Having data connectivity got us out of some sticky situations, especially when we were looking for last minute accommodation. The Huawei modem was a lifesaver, it worked pretty much flawlessly. As for the networks, MTN performed pretty well. There were some areas that were complete signal blackspots, but overall, it worked.
Blogger itself is a nice platform. Unfortunately Blogger's mobile app is, well, a bit rubbish. It's really old and in desperate need of an update. I really hope that Google give the app some much needed attention, and while they're at it, they can give the web version a bit of TLC too.
Snapseed was fantastic. It was fast and easy to use and we were pretty happy with the results. The Patriot Micro USB adaptor also worked nicely. The iPhone did struggle a bit though. Whilst Instashare did a good job of letting us get the photos to the iPhone, it was a cumbersome extra step that could be easily resolved if Apple didn't stubbornly stick to proprietary connectors.
Google Maps was a crucial part of the whole trip, without it the trip quite frankly would not have been possible. However, there are some areas that it could improve.
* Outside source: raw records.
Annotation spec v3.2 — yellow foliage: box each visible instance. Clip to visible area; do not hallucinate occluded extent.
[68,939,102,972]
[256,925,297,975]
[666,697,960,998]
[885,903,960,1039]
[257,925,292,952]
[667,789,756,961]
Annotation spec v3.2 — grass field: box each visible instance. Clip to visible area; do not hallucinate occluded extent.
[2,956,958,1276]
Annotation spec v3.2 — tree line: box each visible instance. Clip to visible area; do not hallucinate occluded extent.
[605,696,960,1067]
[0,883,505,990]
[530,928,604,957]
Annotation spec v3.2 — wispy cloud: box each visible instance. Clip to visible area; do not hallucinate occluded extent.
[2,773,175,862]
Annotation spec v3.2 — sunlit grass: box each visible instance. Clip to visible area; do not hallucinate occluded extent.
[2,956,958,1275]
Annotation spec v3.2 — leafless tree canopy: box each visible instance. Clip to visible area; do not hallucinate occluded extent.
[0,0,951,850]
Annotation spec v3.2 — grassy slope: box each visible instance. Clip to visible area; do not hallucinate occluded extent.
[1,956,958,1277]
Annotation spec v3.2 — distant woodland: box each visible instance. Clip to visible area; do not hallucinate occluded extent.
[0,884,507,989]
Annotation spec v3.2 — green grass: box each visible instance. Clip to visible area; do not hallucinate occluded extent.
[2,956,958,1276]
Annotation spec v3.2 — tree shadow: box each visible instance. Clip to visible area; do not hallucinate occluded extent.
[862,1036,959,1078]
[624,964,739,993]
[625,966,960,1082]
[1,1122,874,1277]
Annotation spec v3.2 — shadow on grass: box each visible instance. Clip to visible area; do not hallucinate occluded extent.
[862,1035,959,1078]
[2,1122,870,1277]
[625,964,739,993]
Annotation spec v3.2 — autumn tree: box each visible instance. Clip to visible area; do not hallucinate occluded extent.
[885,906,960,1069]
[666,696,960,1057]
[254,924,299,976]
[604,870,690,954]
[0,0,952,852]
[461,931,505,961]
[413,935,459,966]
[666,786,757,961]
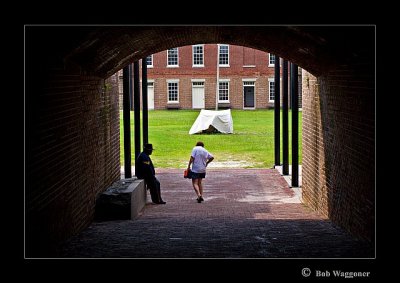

The big problem we encountered is that the app does not take into consideration the terrain of the road when choosing a route. This meant that it would sometimes direct us to a dirt road that is only really suitable for a 4x4, not a little VW Golf. The map already has the option to avoid toll roads so it would be great if there was a filter to avoid dirt roads as well.
As for Maps Engine, it proved really useful for planning, but the interface is a little clunky and could be streamlined a bit. There is also some functionality missing on the mobile app (compared to the web app) which made things a little difficult. The upside though is that it let us generate a cool map of the entire route (see below).
Luckily we didn't have any emergencies on the trip but if we did, the cheap Samsung would have worked great. The thing was a trooper with a battery life of about 4 days.
All in all, the things we bought along with us really added a lot to the trip. If you plan on embarking on something similar, I highly recommend giving the items above a look.